第6話 1期目
平成13年4月こうして高杉涼の市会議員としての1期目が幕を開けた。同時に3つある会社も徐々に番頭に任せる様にしていった。
高杉は自由党推薦無所属で当選した。当初は数々の妨害を受け頭に来ていたのですぐに自由党に入るのはやめようかと思っていたが初登庁してみると既に自由党の控室に高杉のロッカーはあった。「なんなんだ一言もなしか。随分傲慢な党だな。普通なんか連絡くらいないか」と思ったが推薦を受けるということは当選したら必然的に自由党に入るということらしいと言うのを後から聞いた。

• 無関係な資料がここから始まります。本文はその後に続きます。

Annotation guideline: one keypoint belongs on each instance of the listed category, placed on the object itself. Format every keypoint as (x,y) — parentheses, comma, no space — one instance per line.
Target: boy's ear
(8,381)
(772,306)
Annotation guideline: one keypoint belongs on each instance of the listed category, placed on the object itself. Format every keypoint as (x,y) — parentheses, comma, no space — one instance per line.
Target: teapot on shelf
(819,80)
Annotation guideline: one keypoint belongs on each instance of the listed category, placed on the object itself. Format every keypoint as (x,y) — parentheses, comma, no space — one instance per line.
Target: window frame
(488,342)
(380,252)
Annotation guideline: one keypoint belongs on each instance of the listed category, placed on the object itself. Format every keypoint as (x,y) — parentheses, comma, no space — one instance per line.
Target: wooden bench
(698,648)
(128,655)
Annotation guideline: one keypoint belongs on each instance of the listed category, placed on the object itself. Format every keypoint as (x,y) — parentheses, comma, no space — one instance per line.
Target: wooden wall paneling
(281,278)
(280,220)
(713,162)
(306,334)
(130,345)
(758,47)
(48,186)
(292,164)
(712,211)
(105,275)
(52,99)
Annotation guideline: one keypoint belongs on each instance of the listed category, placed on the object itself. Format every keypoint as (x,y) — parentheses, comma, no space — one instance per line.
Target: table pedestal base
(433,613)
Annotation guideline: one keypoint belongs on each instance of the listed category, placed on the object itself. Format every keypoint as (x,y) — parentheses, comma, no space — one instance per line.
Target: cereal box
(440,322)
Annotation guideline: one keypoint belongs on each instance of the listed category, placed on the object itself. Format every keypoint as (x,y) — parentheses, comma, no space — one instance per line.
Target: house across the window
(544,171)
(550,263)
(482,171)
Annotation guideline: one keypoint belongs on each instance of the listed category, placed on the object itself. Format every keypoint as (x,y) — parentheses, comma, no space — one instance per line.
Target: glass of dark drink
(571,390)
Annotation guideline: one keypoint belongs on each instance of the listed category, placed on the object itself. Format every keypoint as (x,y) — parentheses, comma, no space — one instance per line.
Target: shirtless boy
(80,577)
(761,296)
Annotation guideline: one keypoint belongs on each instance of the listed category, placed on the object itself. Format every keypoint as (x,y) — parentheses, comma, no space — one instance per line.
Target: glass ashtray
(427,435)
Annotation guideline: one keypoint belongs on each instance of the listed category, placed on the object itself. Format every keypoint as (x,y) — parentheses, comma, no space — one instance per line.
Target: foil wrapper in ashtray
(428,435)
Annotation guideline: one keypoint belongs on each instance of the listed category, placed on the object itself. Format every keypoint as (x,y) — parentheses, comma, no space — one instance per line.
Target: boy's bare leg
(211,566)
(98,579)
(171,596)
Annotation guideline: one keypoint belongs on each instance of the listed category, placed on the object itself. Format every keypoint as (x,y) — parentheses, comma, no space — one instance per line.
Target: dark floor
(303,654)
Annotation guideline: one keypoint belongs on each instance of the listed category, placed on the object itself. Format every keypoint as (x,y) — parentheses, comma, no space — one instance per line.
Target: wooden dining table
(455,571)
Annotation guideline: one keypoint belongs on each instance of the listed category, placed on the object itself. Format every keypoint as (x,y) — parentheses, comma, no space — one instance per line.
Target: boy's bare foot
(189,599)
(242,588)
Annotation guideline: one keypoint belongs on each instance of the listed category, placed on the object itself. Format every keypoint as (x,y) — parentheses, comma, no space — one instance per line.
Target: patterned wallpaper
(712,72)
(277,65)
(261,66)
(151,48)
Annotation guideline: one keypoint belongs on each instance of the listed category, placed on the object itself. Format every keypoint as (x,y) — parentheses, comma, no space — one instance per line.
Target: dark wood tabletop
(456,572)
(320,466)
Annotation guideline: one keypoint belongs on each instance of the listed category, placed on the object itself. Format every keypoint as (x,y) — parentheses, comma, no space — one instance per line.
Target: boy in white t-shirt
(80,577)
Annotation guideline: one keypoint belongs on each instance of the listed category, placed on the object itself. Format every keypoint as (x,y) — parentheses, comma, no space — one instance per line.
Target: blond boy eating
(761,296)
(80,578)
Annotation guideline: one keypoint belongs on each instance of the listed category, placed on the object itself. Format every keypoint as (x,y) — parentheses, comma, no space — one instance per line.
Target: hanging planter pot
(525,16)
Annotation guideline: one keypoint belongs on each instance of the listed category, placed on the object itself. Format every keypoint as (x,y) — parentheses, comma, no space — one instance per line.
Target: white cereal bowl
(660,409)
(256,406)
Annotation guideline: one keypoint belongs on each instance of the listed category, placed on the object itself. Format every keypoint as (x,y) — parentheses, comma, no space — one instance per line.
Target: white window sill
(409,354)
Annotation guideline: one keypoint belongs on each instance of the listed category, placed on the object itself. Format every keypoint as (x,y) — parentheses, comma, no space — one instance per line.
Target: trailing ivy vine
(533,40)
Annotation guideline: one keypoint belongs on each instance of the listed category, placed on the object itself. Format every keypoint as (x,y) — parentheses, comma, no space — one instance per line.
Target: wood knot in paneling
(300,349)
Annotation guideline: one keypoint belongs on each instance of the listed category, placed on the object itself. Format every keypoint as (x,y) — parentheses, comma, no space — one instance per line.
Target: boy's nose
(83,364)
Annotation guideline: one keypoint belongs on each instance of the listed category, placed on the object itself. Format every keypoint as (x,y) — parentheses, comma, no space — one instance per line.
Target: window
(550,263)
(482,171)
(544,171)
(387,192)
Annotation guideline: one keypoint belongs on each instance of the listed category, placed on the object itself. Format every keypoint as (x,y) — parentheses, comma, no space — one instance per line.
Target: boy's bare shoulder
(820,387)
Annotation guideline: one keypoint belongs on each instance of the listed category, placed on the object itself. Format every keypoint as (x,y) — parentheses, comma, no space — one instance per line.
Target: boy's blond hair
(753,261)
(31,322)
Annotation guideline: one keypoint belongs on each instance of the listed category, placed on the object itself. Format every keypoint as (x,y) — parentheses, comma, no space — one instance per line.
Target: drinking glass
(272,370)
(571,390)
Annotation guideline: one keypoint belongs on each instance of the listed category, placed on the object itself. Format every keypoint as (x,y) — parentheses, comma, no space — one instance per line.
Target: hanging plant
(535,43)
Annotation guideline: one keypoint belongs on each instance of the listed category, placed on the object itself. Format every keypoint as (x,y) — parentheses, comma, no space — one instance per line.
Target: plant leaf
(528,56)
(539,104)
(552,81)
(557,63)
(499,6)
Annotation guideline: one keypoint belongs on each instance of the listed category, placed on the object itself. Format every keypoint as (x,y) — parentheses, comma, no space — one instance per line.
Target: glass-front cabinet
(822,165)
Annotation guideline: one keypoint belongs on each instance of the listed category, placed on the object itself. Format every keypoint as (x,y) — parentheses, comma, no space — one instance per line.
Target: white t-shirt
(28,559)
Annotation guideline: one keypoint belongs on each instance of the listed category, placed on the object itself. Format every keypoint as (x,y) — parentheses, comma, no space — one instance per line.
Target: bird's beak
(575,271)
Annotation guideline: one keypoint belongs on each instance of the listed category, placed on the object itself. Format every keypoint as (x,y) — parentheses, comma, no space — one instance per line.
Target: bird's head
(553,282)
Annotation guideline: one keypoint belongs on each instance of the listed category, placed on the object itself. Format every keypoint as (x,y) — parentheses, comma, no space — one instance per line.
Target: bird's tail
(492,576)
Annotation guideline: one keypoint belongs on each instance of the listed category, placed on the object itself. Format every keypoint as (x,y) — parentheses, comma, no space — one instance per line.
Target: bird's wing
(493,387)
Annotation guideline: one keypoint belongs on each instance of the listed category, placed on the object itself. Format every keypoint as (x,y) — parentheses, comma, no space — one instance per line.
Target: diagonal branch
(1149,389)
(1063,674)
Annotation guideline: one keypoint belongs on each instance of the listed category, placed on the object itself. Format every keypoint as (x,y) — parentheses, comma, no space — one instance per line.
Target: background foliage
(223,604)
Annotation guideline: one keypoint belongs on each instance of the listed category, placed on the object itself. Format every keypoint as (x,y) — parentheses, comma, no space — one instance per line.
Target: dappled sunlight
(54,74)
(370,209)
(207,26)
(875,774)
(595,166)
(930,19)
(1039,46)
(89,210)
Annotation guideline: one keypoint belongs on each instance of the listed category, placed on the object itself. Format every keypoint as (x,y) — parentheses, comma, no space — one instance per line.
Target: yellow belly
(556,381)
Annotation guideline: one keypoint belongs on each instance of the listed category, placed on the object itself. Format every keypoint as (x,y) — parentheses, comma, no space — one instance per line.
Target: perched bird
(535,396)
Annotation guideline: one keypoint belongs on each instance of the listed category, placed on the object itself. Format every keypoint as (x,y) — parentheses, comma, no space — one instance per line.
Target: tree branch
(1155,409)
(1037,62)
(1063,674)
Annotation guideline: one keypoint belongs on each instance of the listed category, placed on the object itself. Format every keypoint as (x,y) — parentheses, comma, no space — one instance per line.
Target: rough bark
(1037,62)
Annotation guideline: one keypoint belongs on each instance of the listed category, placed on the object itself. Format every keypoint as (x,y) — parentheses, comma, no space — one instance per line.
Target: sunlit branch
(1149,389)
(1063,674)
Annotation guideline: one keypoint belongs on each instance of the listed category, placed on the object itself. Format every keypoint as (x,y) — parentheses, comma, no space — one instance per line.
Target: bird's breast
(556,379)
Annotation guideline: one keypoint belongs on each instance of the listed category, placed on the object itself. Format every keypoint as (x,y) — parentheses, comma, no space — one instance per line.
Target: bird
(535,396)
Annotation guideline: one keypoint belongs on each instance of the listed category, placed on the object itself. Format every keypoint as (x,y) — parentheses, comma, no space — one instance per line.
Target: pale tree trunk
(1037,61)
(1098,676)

自由党同期1期生は全部で10名。ここ数年では最も多い人数だ。もちろん自由党内では最大派閥だ。この時の申し合わせで同期では年功序列できちんと役職は回して行こうと約束した。この時の10名は年齢層も幅広く上は60歳〜下は30歳までいた。高杉は下から数えて4番目の37歳だ。この期は良く同期で視察に行った。同期というのは仲間意識が強いものだ。この時は将来この同期がばらばらになるとは高杉は思いもしていなかった。
そしてこの年議会構成に変化が現れた。民生党が割れたのだ。民生党には高杉たちの同期が3名いた。民生党の議員はこの時全部で9名。この3名が自由党側についたのだ。時の定数は45名。過半数は23名だ。時の自由党議員は21名。この3名を加えると24名。過半数を超えるのだ。この民生党の新人の中にいた大石が実は民生党の母体である大正会の大幹部でアポロ市大正会のNO2であった。先輩議員の6名も頭が上がらない存在だったのだ。渡辺は大石に目を付け接近した。国会でもこの時には自由党と民生党が連立を組んでいる。地方でもしっかりとタッグを組んでやるべきだ。この考えは大石も同じだった。3名が割れた。元々民生党の現職6名は生粋の大正会会員ではない。大石は今後は生粋の大正会会員で民生党を組織しようと考えていた。その意味でもこの6名は大石にとっては邪魔者だ。これにより長きにわたり取れなかった議長の椅子が自由党のものとなった。副議長は流れから行けば民生党だが渡辺は欲が出た。自分が手を上げたのだ。選挙の結果は同数。前代未聞のじゃんけんで渡辺が勝ち副議長に就任した。
渡辺と大石には共通点があった。お互いに考えが黒なのだ。これ以降二人の関係は蜜月のものとなっていった。